Widely syndicated columnist Linda Chavez argued two weeks ago that Obama's Illinois voting record would come back to haunt him and pointed out that, with his black liberation church affiliations, he had even less grounds than Kerry for taking Catholic support for granted. "Barack Obama has a Catholic problem. If he doesn't do better than John Kerry did in 2004 with this quintessential swing voting bloc, he won't be elected ... Catholics are by no means a single-issue voting group. But for observant Catholics, those who attend mass regularly and follow the church's teachings, a candidate's position on abortion matters."
Summing up, she predicted that: "As on so many issues, Obama risks losing the far Left of his party if he moderates his own out-of-the-mainstream positions in order to win more centrist voters. Instead he'll probably continue to talk out of both sides of his mouth on the issue and hope Catholic voters don't notice." In the wake of this week's performance, it's unlikely that anyone who's concerned about abortion will fail to notice either the double-speak or where he stands. Even if the mainstream media manage to keep changing the subject, as Obama prepares for the Democratic convention in Denver next week, he must be wondering how best to deal with a book that Charles Chaput, Denver's high-profile Catholic archbishop, has just published: Render Unto Caesar: Serving the Nation by Living Our Catholic Beliefs in Political Life.

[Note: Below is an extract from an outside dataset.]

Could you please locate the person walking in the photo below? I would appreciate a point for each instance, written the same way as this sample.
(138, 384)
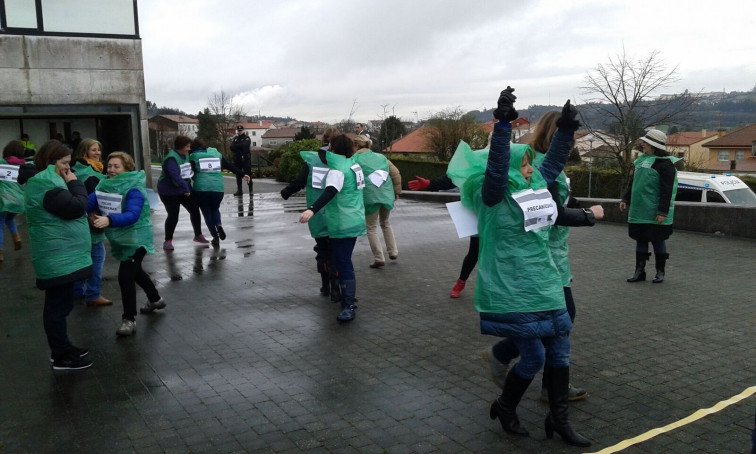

Chaput is a Native American of the Potawatomi tribe and a Franciscan monk with serious social justice credentials. He is not partisan in a political sense. Nonetheless he's long been one of the most uncompromising members of the hierarchy in insisting that politicians who call themselves Catholics and trade on it to get themselves elected need to be mindful of the church's teaching when framing public policy. In 2004 he argued that Kerry, as an avowedly pro-abortion candidate for the presidency, should have been denied communion. No doubt he will be saying the same thing about Obama's running mate if he describes himself as a pro-choice Catholic. Three mooted contenders this week, Governor Tim Kaine and senators Joe Biden and Jack Reed, all fall in that category.
As the book's title suggests, Chaput covers the whole field, from life politics to wage justice in the US, environmental issues and aid to the Third World. Considering America's political class, he says that more than 150 members of Congress call themselves Catholics and wonders, "What difference do they make?" His conclusion is just the kind of rallying call the Obama campaign team has been dreading in recent weeks. "We need to take a much tougher and more self-critical look at ourselves as believers; at the issues underlying today's erosion of Catholic identity and at the wholesale assimilation - absorption might be a better word - of Catholics by American culture."